# Lecture 3 : Reading, Writing and Plotting Datasets. 

In the last lecture we studied a very memory efficient way of handling data values of same type packed in an object called *numpy.ndarray* using the module **Numpy**. 

We also saw how using notebook we were able to plot 1D curves using *matplotlib* and do annotation of axis, text, legend and so on. 

In the first part of this lecture we go back again to matplotlib to understand how to make 2D surface plots and then go ahead to I/O methods provided by *Python* and associated libraries. 

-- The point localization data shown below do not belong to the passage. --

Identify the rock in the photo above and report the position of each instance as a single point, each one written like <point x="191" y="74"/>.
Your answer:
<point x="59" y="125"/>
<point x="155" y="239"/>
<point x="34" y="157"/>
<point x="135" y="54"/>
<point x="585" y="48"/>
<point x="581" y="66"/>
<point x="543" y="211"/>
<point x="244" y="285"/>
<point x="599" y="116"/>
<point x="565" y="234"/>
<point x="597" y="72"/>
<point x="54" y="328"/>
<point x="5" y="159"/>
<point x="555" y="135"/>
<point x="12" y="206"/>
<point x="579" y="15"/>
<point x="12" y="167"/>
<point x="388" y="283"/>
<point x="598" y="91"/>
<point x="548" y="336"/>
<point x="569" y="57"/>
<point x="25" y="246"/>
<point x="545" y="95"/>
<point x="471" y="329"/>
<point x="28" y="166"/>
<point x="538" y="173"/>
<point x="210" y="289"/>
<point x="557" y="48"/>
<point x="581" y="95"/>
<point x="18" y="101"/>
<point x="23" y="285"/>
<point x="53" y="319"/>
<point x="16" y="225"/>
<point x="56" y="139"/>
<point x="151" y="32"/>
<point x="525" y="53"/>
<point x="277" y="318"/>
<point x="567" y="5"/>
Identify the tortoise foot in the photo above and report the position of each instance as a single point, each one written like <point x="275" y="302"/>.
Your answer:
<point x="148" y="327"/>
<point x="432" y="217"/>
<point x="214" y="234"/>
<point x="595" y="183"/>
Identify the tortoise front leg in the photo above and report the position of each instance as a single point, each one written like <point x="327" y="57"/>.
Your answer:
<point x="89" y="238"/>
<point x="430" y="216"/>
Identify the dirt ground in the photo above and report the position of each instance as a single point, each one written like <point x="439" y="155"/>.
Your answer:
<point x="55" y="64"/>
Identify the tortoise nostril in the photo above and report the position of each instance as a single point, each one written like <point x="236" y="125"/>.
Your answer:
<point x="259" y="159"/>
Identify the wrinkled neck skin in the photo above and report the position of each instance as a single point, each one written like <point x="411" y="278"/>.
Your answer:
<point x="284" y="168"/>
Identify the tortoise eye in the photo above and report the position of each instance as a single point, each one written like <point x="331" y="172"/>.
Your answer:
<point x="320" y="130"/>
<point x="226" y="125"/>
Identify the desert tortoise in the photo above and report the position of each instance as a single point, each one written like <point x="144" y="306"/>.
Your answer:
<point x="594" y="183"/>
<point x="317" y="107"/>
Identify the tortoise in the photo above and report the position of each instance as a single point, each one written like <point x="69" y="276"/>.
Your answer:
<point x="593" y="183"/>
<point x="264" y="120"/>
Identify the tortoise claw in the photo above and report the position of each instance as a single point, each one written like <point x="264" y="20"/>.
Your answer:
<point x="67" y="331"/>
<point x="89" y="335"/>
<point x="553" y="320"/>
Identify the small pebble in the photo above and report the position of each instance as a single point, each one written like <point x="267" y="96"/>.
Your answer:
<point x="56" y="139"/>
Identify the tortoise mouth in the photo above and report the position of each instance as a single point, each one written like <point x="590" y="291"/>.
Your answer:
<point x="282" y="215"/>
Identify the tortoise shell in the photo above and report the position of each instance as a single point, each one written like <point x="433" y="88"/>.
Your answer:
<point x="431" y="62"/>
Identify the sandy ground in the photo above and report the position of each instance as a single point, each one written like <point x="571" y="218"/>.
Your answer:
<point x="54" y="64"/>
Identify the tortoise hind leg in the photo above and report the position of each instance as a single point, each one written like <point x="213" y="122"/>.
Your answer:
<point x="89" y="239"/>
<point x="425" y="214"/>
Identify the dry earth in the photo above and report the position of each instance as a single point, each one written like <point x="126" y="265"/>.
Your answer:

    **New Library Required** : csv, pyfits

 **MATPLOTLIB 2D IMAGING**

In [None]:
import numpy as np
import matplotlib.pyplot as plt

%matplotlib inline

In [None]:
#Create a random 2D array
mu, sigma = 3.0, 9.0
D = mu + sigma*np.random.randn(128,128)

In [None]:
f1 = plt.figure(figsize=[14,8], dpi=100)
ax1 = plt.subplot(121)
im1 = ax1.imshow(D, origin='image',extent=[0.0,60.0,0.0,60.0])   # USE WHEN MESH IS UNIFORM.
plt.colorbar(im1,orientation='vertical', shrink=0.7)
plt.xlabel(r'X axis')
plt.ylabel(r'Y axis')
plt.title(r'Normal Distributed Random $\mu$ = 3.0, $\sigma$ = 9.0')

ax2 = plt.subplot(122)
ax2.plot(np.linspace(0.0,60.0,128), D[:,64], 'k-',lw=2)
ax2.set_aspect('equal')
ax2.set_xlabel(r'X axis')
ax2.set_title(r'Cut along the mid-plane')
ax2.minorticks_on()




In [None]:
x = np.linspace(-2.0*np.pi, 2.0*np.pi,128)
y = np.linspace(-2.0*np.pi, 2.0*np.pi,128)
X, Y = np.meshgrid(x, y)
Z = np.sin(X) + np.cos(Y)*np.sin(Y)*np.cos(X)*np.cos(X)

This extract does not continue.